After a complete strip down, the front end was removed and a 2-inch lowered Mustang II clip from Total Cost Involved was installed. The original six-cylinder had been left with water in the block, so it was cracked and needed replacement. They found a 283 and had local GM guru Walter Letkeman overhaul it. He bored the cylinders 0.030 over and installed an RV cam and four-barrel Quadrajet carb.

The original three-on-the-tree was removed and a four-on-the-floor Saginaw was bolted to the back of the 283. A power master cylinder was installed under the driver-side floorboard to replace the original fruitjar. At this point, the chassis was detailed and it was time to start the paint and bodywork. Lacking experience in this field, Harry began looking for some help. It was at this stage that the truck then sat for a few years.

“In the spring of 2008, I found a retired (but not so old) gentleman in Chilliwack, Herman Reimer, who had done cars for himself since he was 16. He showed me some pictures of his work, and I was convinced I had found my body and everything else guru. He told me in no uncertain terms that he worked on his schedule, and only his; throw the calendar away. He could start in October.

Finally on April 15, 2009, we moved the rolling frame and all parts to Herman’s garage behind his house. I told him we wanted nothing fancy, just a daily driver. First thing he did was scrap all four fenders and ordered new ones from Brothers Trucks. The bed floor was missing, so he welded one in from a ’97 Chevy; we had BK Welding fabricate an aluminum tonneau cover with tailgate attached, so didn’t need a fancy wood floor. BK Welding also fabricated the custom aluminum fuel tank installed under the box. Now Herman started his meticulous bodywork. All seams inside and outside were welded and filled. All gaps had to fit his sophisticated gapping tool (a Benjamin Moore paint stirring stick) precisely. A ’96 Caddy donated the rear lights, which meant the rear box posts had to be totally reformed to match the light’s curvature and structural upper rib of the tonneau cover. Herman replaced the bottom of the doors, installed latches and handles from a ’98 Dodge Intrepid, which allowed us to install an Autoloc Keyless entry system. The curvature of the Chrysler handles matched perfectly with the curve on the GMC. A third brake light was hidden in the chrome trim above the rear window. When we were happy, it was all disassembled. At this point, we threw out the budget. Herman told me I was keeping him awake at night with all my ideas.

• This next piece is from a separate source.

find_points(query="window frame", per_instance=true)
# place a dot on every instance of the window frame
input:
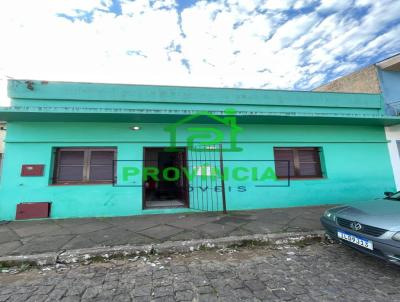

Ready for paint, it was time to decide what color to shoot the Jimmy. I wanted yellow, while my sons Dustin and Derek wanted blue and orange respectively, so we painted it Viper Red. Herman tried something he had never tried before; he started adding the clearcoat to the last few coats of Viper Red, increasing with each coat. It turned out fabulous.

With the paintwork complete, it was time for final assembly. A new front bumper from Brothers along with the rechromed original grill was tucked in as tight to the body as possible while out back, the original rear was swapped out for a unit out of an ’86 Caprice. The orange 283 was also removed and painted to match the truck before receiving a dual exhaust system with Flowmasters. New power one-piece windows and an aluminum radiator from Brothers were installed, as was an interior hood latch release from a ’92 Dodge Caravan. Keep It Clean supplied the wiring kit; the fuse box being tucked up under the dash on the driver side.